QUEENS, NY — Early home runs from Carson Benge and Marcus Semien, and a sixth-inning moonshot of a grand slam by Juan Soto carried the Mets to a 10-1 victory and a series sweep of the Miami Marlins on Sunday afternoon at Citi Field.
Soto remains scorching at the plate, with his third-career grand slam coming in a 6-1 game, and serving as the coup de grace of a sixth-inning two-out rally that began when Marlins reliever Josh White, making his MLB debut, set down the first two men he faced in an instant.
But walks to Semien and Benge, which sandwiched a Luis Torrens hit-by-pitch, jammed the bases, and then White walked Bo Bichette to put the Mets up five. Soto then obliterated a hanging slider 433 feet to the Shea Bridge in right-center field. The star slugger watched the majestic blast leave the yard, then emphatically flipped his bat toward his own dugout.
“In that situation, I know where the pressure,” Soto said. “I just tried to execute, get a good pitch. I know he was kind of wild, so I knew he was going to try to get in the zone early, so I was just ready to go.”
Over his last 17 games, Soto has nine home runs and 19 RBI.
After a dreadful 1-7 stretch, the Mets (26-33) have won four games in a row. With it, they move out of last place in the National League East past the Marlins, just the second time since April 29 that they are not occupying the bottom spot in the division.
“I feel like everybody knows what to do,” Soto said. “We have a plan, and we executed it throughout the whole series. The whole lineup came ready to attack with a plan, and we all did the same thing, and we attacked as a team.”
Benge, who entered Sunday’s game batting .323 with 14 RBI in his last 25 outings, took the third pitch of the afternoon from Marlins opener John King 418 feet to straightaway center to put the Mets on the board.
Semien made it a 3-0 game in the second when he jumped on an Anthony Bender first-pitch sinker and cracked it into the left-field seats for his fifth home run of the season. The veteran second baseman is having one of the best stretches of his first year with the Mets, going 7-for-20 (.350) with two home runs and four RBI during the six-game homestand.
“I’m just working hard every day in the cage,” Semien said. “You work hard to make sure you can go out in the game, see the ball well, hit the balls in the zone that you’re supposed to hit, and that’s always going to be the goal for me.

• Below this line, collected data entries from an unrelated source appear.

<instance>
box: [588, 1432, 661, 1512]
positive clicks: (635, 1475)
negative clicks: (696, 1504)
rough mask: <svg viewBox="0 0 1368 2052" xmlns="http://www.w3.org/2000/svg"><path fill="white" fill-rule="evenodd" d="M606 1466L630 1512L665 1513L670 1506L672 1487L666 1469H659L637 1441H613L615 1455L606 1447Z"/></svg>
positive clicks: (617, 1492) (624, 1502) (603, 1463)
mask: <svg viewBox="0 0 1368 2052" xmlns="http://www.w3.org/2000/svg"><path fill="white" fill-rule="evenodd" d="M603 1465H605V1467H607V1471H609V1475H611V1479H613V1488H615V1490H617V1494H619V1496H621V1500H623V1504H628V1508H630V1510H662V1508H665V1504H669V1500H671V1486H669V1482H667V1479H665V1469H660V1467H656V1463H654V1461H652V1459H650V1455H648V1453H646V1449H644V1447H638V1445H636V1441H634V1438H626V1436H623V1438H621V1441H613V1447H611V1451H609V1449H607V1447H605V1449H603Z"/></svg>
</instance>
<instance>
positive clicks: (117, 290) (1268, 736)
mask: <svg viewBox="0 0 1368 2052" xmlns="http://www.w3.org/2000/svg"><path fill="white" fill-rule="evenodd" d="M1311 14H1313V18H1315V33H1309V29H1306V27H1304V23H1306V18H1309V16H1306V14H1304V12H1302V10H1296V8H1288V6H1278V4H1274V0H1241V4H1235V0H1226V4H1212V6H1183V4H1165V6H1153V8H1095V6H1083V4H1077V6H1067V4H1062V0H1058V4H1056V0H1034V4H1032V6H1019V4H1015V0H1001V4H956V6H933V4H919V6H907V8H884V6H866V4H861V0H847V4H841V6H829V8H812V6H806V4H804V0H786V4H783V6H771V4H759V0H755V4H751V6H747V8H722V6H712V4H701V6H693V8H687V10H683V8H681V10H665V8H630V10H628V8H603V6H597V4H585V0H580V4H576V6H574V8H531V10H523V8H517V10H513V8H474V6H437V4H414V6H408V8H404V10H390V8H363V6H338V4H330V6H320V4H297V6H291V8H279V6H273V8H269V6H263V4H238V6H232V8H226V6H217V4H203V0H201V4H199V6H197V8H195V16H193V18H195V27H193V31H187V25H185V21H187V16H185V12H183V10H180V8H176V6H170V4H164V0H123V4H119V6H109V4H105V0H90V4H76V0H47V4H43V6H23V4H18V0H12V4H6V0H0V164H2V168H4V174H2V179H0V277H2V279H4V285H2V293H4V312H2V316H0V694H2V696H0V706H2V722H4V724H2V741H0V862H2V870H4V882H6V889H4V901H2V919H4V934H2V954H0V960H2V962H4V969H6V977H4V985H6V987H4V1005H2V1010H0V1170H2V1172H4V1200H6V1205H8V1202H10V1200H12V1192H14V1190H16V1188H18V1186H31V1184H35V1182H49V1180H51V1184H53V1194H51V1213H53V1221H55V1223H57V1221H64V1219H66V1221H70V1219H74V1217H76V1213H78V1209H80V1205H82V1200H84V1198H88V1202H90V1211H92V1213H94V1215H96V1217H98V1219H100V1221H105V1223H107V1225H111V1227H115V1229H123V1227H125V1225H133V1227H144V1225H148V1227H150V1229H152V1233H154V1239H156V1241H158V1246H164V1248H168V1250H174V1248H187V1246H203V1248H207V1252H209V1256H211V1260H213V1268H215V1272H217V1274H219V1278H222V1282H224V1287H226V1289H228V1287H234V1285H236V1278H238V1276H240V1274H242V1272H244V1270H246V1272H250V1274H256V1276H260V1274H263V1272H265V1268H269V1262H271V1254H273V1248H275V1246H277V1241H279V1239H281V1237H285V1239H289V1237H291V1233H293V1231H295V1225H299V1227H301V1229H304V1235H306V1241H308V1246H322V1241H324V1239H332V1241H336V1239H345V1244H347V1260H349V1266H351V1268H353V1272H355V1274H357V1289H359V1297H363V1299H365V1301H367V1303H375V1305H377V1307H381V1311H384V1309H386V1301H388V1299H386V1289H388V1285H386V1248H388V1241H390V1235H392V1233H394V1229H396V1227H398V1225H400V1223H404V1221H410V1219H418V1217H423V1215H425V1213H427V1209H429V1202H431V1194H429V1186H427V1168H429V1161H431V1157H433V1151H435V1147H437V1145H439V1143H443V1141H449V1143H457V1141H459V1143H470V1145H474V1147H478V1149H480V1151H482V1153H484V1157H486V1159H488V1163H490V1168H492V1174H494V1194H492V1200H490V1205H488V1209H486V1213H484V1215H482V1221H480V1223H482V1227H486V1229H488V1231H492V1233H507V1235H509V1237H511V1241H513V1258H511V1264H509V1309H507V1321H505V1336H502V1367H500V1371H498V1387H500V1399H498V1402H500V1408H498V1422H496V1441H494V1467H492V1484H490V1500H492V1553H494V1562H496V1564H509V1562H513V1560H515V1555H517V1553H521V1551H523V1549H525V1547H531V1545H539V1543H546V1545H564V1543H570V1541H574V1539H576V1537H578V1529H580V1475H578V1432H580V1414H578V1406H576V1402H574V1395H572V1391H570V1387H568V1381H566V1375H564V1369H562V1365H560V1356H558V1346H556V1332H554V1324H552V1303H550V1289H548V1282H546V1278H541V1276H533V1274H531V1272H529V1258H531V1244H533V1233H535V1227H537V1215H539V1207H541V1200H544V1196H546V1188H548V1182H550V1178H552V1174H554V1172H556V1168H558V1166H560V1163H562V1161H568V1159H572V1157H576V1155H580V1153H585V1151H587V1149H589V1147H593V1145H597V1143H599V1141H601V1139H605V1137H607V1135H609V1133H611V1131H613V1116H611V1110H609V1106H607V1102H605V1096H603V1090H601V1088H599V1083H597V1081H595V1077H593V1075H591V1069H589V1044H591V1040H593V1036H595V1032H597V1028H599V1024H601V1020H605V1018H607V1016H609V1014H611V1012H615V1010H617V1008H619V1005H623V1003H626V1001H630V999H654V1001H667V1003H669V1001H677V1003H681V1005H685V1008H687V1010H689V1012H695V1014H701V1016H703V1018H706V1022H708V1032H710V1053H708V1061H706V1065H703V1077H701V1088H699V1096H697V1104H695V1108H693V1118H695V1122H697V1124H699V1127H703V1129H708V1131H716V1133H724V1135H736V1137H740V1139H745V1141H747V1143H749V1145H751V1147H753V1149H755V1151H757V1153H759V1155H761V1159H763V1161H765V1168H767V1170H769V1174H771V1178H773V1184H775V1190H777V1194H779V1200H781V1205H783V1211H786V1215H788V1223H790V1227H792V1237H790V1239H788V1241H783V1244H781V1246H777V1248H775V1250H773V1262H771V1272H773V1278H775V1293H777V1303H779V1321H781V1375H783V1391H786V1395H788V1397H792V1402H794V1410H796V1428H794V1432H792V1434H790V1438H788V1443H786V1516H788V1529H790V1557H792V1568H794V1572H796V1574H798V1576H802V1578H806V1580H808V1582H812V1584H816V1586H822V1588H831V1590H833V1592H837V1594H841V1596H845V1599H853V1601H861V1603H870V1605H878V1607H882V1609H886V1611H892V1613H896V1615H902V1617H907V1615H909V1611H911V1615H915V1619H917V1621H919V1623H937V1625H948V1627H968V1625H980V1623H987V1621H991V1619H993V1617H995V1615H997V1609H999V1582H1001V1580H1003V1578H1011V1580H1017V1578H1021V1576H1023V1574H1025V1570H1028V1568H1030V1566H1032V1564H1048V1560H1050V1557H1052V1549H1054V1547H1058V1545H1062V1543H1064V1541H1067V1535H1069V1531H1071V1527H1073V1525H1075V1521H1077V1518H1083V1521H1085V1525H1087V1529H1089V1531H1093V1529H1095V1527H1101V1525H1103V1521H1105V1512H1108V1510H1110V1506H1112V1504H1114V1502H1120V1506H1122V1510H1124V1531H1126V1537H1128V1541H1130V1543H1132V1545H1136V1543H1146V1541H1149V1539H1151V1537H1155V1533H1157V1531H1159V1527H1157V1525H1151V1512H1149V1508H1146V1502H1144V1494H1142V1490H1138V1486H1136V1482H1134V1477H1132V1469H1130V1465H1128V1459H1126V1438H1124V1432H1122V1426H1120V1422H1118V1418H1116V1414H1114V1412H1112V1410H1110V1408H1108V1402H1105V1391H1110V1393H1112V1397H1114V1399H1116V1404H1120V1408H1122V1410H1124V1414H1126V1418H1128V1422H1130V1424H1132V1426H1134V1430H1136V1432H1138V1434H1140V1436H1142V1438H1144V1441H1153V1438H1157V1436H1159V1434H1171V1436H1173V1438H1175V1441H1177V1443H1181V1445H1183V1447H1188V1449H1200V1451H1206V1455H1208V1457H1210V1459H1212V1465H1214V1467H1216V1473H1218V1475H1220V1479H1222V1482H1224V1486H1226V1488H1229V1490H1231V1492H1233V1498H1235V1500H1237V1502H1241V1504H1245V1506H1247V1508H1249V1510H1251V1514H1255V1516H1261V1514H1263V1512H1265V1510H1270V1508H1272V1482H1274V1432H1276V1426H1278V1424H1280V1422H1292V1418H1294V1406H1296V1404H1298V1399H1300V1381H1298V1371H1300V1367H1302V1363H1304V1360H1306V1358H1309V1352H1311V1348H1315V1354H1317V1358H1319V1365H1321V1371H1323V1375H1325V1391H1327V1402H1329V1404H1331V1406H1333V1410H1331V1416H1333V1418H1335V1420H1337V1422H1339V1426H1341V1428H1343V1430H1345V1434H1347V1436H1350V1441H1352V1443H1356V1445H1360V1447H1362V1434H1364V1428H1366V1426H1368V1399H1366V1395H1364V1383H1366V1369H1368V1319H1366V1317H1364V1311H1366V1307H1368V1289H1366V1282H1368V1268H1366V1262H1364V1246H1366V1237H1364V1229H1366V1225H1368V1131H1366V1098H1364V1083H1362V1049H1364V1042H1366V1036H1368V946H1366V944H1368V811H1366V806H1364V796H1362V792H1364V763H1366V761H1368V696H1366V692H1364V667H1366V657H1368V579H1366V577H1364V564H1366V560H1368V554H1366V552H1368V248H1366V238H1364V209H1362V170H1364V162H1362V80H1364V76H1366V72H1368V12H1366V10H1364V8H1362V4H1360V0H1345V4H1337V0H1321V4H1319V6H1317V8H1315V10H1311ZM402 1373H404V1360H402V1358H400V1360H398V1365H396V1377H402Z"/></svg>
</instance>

There’s been lots of ups and downs, but the work never stops.”
Torrens made it 5-1 in the fourth inning with a two-out, two-RBI single to cap off the Mets’ first significant two-out rally, which began when AJ Ewing walked, Brett Baty singled, and Semien got a free pass. The catcher then sent a liner the other way into right field.
New York starter Nolan McLean rebounded from two dreadful starts, though there were still some significant warts within Sunday’s outing. The rookie right-hander walked a career-high five across five innings of work, where he allowed one run on two hits with a pair of strikeouts.
“Obviously, a few more walks that I’d like, some of those being where I was picking spots and trying to find a better matcup with a base open or something like that,” McLean said. “But there’s a few that got away from me. I’ve got to hone in.”
David Peterson saved the Mets’ bullpen ahead of their west-coast road trip to Seattle and San Diego, pitching the last four scoreless innings, allowing one hit and a walk with three strikeouts.
If you’re built up and you’re a long guy, that’s kind of your job to go as deep as you can when you get the ball,” Peterson, a demoted starter, said. “It’s nice after the last couple days to only use two guys today… Being able to get through that game with Nolan and I was a really good thing, and I think those guys will be fresh and ready to go.”